# Where to find wood shingles



## Ted Yarbrough (Jan 2, 2008)

Friends,
Where would one look for g-scale wood shingles? I am not able to cut my own. I tried Hobby Lobby for doll house shingles, but to large and to costly.


----------



## Totalwrecker (Feb 26, 2009)

https://www.miniatures.com/124-Scal...381.aspx?s=AverageReview DESC&c=381&ps=12&p=1

I saw a couple of styles.


----------



## Naptowneng (Jun 14, 2010)

Try Ozark Miniatures?

Jerry


----------



## Ironton (Jan 2, 2008)

The dollhouse shingles can easily be split into smaller ones. Depending on how much work you are willing to do you can get 2 or 4 out of each one. Only need a hobby knife, maybe even a boxcutter would do.

Hope this helps.


----------



## Neals647 (Aug 11, 2017)

*Hand Split*

Hand splitting shingles is not difficult. All you need is a chop saw, a chisel and a mallet...plus a piece of wood. I like redwood, but I suppose cedar would work as well. Fine grain heart wood without knots is best.

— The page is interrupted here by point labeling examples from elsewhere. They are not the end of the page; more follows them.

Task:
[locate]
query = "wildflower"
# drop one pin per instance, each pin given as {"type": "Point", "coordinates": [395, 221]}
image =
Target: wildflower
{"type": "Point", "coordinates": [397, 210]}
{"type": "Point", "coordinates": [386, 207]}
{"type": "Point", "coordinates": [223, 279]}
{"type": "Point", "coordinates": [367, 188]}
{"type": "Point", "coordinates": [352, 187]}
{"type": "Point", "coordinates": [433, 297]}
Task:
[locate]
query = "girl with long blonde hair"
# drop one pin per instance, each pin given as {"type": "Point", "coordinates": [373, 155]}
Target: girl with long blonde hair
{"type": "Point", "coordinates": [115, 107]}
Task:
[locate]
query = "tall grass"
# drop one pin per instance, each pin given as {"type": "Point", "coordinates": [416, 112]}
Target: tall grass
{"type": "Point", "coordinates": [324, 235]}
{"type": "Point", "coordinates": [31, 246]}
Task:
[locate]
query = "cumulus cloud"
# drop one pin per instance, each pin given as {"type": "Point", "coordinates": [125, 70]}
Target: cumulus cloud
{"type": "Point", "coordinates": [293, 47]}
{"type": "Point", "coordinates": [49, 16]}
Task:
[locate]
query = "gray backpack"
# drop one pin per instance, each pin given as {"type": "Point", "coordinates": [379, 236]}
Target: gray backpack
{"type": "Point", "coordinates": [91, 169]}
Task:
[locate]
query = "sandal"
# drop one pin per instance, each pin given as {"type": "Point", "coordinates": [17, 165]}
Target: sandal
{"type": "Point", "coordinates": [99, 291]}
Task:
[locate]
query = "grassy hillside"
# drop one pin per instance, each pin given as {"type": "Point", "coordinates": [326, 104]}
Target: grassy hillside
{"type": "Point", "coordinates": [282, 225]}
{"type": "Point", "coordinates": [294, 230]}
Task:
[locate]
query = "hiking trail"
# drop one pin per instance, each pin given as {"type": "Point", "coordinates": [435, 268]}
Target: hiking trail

First, figure out what length your shingles will be. I like 1", which might be a bit oversize for 1:24, but it saves time and is easier to apply them. Crosscut a 1" length from your piece of redwood. Place the redwood on your workbench, end grain up. Now start splitting with the chisel, working across the grain. Split each shingle about 1/16" thick. With practice this goes very fast. If any shingle is too wide, you can easily break it in two. Changing the cutting angle slightly will give you either flat shingles or bumpy ones.

Now get out your TB III and start glueing. Finish with a good wood preservative.


----------



## Totalwrecker (Feb 26, 2009)

Another idea... Cliffy printed a bunch, maybe you can borrow his files.


----------



## Mike Flea (Apr 8, 2014)

Ted, I used the dollhouse shingles from Hobby Lobby for a chicken coop I made for my layout. I split some, but for the overlap, the extra length is a plus. When I finished, it came out fine. I'll see if I can find a pic


----------